We have presented an analysis of the clinical implementation of a novel auto-contouring workflow. Substantial workflow savings were obtained. The introduction of auto-contouring into the clinical workflow changed the contouring behavior of planners. Automation bias was observed, but it had little deleterious effect on treatment planning.
深度神经网络给自动分割科学带来了变革,并为治疗计划自动化展现出巨大前景。然而,关于临床应用和人为因素的数据却很少。

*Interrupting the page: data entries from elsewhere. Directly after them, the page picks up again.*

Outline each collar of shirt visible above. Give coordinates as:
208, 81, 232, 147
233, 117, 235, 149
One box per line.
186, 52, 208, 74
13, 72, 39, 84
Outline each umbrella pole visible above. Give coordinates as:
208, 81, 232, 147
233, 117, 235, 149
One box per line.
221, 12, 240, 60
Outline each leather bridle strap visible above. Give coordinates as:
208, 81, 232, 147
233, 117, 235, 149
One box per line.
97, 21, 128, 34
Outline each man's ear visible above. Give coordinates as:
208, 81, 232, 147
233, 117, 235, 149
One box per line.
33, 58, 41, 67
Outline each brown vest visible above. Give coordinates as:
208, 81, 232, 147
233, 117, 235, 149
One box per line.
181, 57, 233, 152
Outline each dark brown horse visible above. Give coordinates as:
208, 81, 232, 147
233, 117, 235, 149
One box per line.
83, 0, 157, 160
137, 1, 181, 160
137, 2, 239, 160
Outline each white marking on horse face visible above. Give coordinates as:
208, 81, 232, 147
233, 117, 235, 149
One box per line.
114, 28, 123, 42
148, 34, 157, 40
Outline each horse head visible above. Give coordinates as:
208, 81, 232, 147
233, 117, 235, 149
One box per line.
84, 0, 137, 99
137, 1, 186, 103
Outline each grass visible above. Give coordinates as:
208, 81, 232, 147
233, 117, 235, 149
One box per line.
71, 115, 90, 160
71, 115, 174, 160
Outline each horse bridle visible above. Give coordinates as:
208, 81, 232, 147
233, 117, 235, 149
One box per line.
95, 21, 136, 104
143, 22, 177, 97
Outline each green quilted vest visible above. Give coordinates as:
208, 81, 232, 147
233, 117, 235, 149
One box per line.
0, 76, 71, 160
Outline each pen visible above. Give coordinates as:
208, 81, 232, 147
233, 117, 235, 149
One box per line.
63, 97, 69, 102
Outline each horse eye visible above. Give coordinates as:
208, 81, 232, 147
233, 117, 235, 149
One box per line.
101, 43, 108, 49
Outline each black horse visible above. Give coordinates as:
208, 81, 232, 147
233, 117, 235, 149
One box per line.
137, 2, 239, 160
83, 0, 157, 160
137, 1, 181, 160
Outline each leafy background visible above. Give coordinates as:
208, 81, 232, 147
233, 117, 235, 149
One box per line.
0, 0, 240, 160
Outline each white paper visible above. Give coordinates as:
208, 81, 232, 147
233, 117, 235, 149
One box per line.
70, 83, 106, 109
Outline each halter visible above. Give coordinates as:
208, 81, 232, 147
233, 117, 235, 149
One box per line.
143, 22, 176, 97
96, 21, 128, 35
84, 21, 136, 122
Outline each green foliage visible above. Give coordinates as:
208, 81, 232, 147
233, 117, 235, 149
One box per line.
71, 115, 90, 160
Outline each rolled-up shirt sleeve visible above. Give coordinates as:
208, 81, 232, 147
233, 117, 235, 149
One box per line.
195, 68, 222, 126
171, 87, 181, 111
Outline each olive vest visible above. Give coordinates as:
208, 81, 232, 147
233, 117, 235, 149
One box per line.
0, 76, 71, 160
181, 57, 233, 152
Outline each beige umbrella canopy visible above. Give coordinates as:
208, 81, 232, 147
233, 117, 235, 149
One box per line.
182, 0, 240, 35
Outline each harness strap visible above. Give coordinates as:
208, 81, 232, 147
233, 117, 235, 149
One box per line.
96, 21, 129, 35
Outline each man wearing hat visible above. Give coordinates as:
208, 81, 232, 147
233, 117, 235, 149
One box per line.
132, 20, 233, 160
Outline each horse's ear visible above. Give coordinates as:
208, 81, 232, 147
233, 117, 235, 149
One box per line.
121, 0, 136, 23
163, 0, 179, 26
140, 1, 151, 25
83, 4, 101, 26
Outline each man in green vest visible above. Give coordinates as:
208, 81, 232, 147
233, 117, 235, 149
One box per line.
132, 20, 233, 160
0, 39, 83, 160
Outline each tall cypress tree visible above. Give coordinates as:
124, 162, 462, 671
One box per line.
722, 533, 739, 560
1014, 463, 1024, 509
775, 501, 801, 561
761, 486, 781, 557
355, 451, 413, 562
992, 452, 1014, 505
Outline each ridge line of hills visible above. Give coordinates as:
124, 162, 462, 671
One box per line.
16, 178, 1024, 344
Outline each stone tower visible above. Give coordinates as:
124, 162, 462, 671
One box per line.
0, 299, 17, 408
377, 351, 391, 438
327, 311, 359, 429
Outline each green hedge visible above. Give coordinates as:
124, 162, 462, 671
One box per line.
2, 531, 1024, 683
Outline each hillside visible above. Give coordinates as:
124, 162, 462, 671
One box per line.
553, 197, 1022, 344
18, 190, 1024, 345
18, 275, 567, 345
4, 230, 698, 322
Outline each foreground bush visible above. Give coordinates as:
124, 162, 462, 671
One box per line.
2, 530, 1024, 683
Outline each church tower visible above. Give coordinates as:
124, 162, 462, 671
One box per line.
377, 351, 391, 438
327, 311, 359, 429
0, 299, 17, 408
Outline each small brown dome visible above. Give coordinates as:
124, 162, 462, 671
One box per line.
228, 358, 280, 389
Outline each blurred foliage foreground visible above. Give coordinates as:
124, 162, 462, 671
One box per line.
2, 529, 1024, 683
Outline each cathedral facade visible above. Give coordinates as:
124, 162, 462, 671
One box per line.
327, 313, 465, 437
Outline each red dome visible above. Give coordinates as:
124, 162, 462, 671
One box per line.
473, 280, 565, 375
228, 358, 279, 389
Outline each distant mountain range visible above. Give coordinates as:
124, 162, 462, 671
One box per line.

我们评估了一种基于深度学习的新型自动轮廓勾画工作流程在0.35T磁共振成像(MRI)引导的盆腔放射治疗中的性能和临床应用情况,重点关注自动化偏差和工作流程节省的客观指标。
使用源自UNet的架构为0.35T MR图像中的股骨头、膀胱和直肠开发了一个自动轮廓勾画模型。训练数据取自我们机构接受MRI引导放射治疗的75例患者。该模型在训练集之外的20例回顾性病例上进行了测试,随后进行了临床应用。通过计算Dice系数(DSC)、豪斯多夫距离(HD)以及计划者未修改使用的切片比例,对前30例临床病例的可用性进行了评估。由一位经验丰富的计划者对最终轮廓进行回顾性审查,并将偏差的临床意义分为可忽略不计、低、中、高导致可操作剂量学变化的概率。为了评估自动轮廓勾画的使用是否导致最终轮廓与客观标准的一致性更高或更低,三位专家计划者从10例治疗前和10例治疗后的数据中重新手动勾画轮廓,以获得专家共识轮廓(EC)。使用DSC将EC与临床使用的(CU)轮廓进行比较。分别使用学生t检验和莱文统计量来检验均值和标准差差异的统计学显著性。最后,通过比较引入自动化前后EC和CU之间膀胱和直肠最大点剂量的差异,评估轮廓差异的剂量学意义。

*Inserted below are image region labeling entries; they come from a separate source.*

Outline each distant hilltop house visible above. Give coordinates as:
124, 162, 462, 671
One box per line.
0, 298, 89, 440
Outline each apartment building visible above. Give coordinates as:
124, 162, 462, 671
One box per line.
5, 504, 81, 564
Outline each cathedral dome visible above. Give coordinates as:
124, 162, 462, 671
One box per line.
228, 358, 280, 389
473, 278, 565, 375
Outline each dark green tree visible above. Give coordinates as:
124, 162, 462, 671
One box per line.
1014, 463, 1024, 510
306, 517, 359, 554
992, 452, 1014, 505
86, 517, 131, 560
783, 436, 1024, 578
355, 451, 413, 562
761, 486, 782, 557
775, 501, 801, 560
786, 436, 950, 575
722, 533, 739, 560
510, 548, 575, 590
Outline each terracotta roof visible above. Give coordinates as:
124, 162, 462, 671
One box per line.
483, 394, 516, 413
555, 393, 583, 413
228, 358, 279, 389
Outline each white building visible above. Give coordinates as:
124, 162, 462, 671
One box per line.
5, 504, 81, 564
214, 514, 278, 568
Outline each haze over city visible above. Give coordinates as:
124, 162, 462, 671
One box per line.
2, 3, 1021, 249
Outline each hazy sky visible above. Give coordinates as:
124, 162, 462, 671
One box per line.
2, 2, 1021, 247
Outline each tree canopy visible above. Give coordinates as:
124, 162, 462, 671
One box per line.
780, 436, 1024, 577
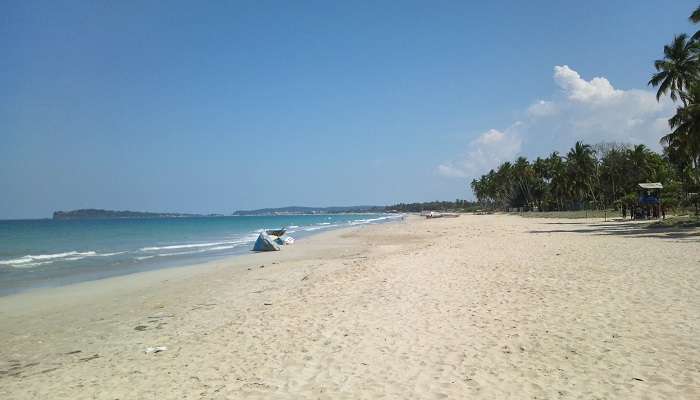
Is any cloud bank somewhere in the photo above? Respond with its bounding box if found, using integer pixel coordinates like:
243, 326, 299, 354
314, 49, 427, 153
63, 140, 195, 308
437, 65, 674, 179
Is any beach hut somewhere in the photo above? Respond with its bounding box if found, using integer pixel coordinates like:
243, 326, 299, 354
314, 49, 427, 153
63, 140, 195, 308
634, 182, 664, 218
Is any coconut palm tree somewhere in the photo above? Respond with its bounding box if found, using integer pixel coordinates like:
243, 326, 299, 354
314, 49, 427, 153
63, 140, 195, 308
688, 6, 700, 40
661, 85, 700, 173
566, 142, 597, 206
649, 34, 700, 104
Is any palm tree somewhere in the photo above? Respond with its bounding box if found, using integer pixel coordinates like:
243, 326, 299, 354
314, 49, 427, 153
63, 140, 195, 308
661, 85, 700, 173
566, 142, 597, 206
649, 34, 700, 104
688, 6, 700, 40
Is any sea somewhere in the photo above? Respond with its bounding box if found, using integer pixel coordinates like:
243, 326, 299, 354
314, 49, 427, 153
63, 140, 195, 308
0, 214, 402, 296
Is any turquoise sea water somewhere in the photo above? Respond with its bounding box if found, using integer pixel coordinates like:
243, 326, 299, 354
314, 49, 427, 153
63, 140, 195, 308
0, 214, 400, 295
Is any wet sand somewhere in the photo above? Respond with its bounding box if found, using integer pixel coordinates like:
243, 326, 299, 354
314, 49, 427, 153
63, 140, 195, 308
0, 215, 700, 399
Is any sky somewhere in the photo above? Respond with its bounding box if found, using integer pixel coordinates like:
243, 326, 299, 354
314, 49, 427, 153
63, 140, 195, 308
0, 0, 700, 218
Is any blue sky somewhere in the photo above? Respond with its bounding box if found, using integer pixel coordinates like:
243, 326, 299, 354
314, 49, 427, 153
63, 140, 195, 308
0, 0, 696, 218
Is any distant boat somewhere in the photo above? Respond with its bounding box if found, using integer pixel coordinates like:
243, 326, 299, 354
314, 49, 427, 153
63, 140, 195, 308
422, 211, 459, 218
265, 228, 287, 237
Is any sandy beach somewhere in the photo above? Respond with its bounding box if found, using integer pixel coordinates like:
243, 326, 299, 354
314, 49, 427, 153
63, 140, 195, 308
0, 215, 700, 400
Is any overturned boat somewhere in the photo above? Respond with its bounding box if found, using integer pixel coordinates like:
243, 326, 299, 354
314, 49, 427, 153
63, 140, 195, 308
265, 228, 287, 237
253, 232, 280, 251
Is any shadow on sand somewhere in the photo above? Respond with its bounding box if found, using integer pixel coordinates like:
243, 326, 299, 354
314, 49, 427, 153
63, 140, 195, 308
530, 221, 700, 242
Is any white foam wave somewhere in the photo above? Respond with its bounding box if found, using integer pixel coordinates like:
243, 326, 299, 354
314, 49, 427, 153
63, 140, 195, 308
140, 238, 252, 251
0, 251, 97, 266
96, 251, 126, 257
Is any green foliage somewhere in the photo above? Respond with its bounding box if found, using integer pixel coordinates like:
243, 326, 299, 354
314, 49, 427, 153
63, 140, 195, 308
649, 7, 700, 186
471, 142, 683, 211
385, 199, 479, 212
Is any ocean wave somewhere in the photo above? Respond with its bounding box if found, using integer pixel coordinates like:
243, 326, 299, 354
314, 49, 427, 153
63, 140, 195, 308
95, 251, 127, 257
140, 239, 247, 251
0, 251, 97, 266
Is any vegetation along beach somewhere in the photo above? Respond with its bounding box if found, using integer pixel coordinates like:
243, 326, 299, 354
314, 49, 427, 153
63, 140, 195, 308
0, 0, 700, 400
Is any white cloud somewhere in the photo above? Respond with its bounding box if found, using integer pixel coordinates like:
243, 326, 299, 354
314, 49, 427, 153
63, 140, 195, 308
437, 126, 522, 178
527, 100, 559, 118
554, 65, 623, 103
438, 65, 674, 178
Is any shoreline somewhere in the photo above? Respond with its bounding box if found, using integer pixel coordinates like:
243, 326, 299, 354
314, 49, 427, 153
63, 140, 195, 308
0, 213, 400, 298
0, 215, 700, 399
0, 221, 380, 315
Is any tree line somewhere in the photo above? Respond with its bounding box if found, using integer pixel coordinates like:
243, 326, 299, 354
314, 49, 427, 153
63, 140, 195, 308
471, 6, 700, 210
384, 199, 478, 212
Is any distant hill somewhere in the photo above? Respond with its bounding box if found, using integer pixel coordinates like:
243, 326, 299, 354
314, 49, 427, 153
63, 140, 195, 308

回顾性测试数据中,右侧和左侧股骨头、膀胱和直肠的后处理轮廓的中位数(四分位间距)DSC分别为0.92(0.02)、0.92(0.06)、0.93(0.06)、0.87(0.04)。实施后的中位数DSC分别为1.0(0.0)、1.0(0.0)、0.98(0.04)和0.98(0.06)。对于每个器官,计划者未修改使用的切片比例分别为96.2%、95.4%、59.5%和68.21%。EC与实施前CU轮廓之间的DSC,右侧和左侧股骨头、膀胱和直肠分别为0.91(0.05*)、0.91*(0.05*)、0.95(0.04)和0.88(0.04)。实施后CU轮廓的相应DSC为0.93(0.02*)、0.93*(0.01*)、0.96(0.01)和0.85(0.02)(星号表示统计学显著差异)。在对用于计划的轮廓的回顾性审查中,两名患者中总共四个偏差切片被评定为临床意义低。没有偏差被评定为中度或高度。实施前和实施后,EC与CU直肠最大剂量之间的平均差异分别为0.1±2.6 Gy和 -0.9±2.5 Gy。实施前和实施后,EC与CU膀胱/膀胱壁最大剂量之间的平均差异分别为 -0.9±4.1 Gy和0.0±0.6 Gy。根据学生t检验,这些差异无统计学显著性。
我们对一种新型自动轮廓勾画工作流程的临床应用进行了分析。实现了工作流程的大幅节省。将自动轮廓勾画引入临床工作流程改变了计划者的轮廓勾画行为。观察到了自动化偏差,但它对治疗计划几乎没有有害影响。